Daily Account Extract (about 500,000 records, growing daily). I replace this daily with a NEW file.
Daily Transaction Extracts. I load all historical extracts. Currently about 3 million records. Older extracts tored as QVD, to which I concatenate new daily files. Then I update the QVD file every month or so to keep my script load time short.
Daily ApplicationExtracts. I load all historical extracts. Currently about 500,000records. Older extracts tored as QVD, to which I concatenate new daily files. Then I update the QVD file every month or so to keep my script load time short.
The QVD's run quickly - the most of the script run time is spent on the account extract.
Can I somehow store a QVD of the account extract, then replace the extract daily, but when I run the script, it does an insert and replace type thing.
So it will add all new records (new accounts) that are NOT in the QVD, and it will replace all fields that are different to that of the QVD file.
I don't load directly from a database. I am still trying to get the entire company on board with QlikView.
Our system does a batch run every morning and generates reports, which are mostly text files.

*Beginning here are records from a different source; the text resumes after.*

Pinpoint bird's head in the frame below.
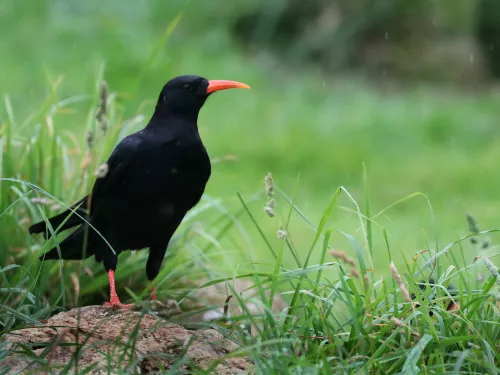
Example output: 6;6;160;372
156;75;250;115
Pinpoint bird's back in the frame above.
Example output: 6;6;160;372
91;130;211;249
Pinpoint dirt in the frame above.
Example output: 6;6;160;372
0;306;251;375
0;280;287;375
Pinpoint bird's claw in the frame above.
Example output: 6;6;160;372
104;301;134;309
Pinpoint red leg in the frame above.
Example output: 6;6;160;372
104;270;132;309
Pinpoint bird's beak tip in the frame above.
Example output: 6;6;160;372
207;79;250;94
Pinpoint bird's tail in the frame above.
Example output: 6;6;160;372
29;196;88;238
40;225;96;260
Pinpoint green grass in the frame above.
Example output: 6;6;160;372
0;1;500;374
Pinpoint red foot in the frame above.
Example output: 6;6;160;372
104;301;133;309
151;287;156;301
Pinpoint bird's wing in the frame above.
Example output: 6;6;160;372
90;134;142;213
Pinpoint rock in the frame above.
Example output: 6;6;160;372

The Account Extract, Transaction and Application extracts are text files, which I then copy to my local drive and my script loads from there.
So the account extract is basically a daily snapshot of our client base. For old exisiting accounts, the data might change daily (obviously the account number and most of the customer detail will remain constant, but a lot of fields will change daily, like "last payment date" and "amount in arrears" etc.). And accounts opened the previous day will be new records in the extract.
I replace the account extract every day and load the newest one - so I don't really have a "last update" or "last modified" to look at.
Maybe I'm misunderstanding you though - I'm still learning all this.
Since the Account details change you need to run it every day.
Maybe, if possible, you can load only the changed Accounts and load them into QV first.
LOAD AllAccounts Where NOT Exists (AccountID);
Or maybe it's just quicker to do a total load every day, you'll have to verify that.
And also, my understanding is that you're doing a proof of concept kind of application, so maybe it's not cruical if the load takes a bit longer. In the real world, when loading from database, it is very convenient to implement an incremental load just as Jason pointed out.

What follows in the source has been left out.